We all have a place where our souls feel at peace... For most, it is a place of familiarity, like the homes where you grew up and where your family is. But for some, it is a place where you have no belonging, a place that is far removed for your natural life but for some reason there is special connection. Vietnam is that place for me. I have traveled to Vietnam 4 times in 6 years. it is a place that brings much comfort to my soul, a place I always yearn for when things in my life feel out of context. In the beginning i thought Vietnam would be place i could escape to and let my body drift into a timeless space, where nobody would recognize me or find me a distraction. At first you feel alone and then you begin to find comfort in it, then slowly something inside of you begins to loosen.. you stop holding it in; you breath and let go.
Exploring unfamiliar territory has always made me feel alive, the rawness of the unknown gave me such a fierce appetite for fear and excitement. Its forces you to give in and let the place completely take over you.
Some say its not the place but the people… This rings true in Vietnam, as I have never met such warm people that took me in as if I was close relative coming for a long awaited visit. I felt as if they understood where I was in my life and the comfort I yearned. They never asked for anything in return, just my presence was enough.

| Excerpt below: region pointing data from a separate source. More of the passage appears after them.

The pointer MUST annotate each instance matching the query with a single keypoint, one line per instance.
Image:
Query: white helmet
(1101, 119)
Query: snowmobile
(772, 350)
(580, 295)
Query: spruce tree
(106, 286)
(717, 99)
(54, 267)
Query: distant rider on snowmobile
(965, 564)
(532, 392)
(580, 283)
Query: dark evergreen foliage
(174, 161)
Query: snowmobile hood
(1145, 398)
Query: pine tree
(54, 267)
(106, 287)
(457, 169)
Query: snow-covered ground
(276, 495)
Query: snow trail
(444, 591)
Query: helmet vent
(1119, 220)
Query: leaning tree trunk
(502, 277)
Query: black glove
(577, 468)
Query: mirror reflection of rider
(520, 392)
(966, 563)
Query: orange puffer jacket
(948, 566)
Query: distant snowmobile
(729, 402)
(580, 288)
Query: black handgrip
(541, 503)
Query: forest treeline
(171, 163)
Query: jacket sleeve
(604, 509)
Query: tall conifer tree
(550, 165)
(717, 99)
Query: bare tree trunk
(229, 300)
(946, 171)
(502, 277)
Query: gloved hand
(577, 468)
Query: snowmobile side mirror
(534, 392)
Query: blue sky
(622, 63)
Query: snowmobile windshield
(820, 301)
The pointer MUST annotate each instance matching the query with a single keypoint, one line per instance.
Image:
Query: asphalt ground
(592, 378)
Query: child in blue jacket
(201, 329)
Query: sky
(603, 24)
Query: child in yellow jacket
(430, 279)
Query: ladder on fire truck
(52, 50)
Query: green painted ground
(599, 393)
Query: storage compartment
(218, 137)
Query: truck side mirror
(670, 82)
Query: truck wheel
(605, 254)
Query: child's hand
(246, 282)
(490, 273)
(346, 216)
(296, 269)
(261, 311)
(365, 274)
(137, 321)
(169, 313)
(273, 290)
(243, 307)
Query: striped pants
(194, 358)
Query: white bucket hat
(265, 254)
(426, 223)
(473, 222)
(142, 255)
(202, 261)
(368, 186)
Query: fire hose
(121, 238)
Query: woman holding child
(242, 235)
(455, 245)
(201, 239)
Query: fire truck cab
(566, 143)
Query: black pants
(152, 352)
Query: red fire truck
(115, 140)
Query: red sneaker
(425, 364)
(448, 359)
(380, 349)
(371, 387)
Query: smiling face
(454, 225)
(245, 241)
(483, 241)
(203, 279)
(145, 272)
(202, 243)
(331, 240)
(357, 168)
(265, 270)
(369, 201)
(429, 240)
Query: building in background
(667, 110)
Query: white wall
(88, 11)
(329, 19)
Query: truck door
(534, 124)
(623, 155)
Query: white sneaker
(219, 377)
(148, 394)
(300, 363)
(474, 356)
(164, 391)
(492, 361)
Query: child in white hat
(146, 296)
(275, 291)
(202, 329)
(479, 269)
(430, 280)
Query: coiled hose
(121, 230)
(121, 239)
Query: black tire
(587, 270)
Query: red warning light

I stayed with my surrogate family for weeks at a time, I became especially close with the kids. We formed an unspoken bond that I will always hold tight. Even though my soul felt at peace, i knew it was not sustainable. When the time came for me to leave, we cried. I remember the last meal we had together, our hearts in our throat keeping our food from passing through. I remember wondering what impression i was leaving behind… I felt slightly guilty as I would be moving on while they would stay behind.. as I rode off, I remember thinking how amazing it is to feel connected.. it reminded me that it was time to return to the place I called home.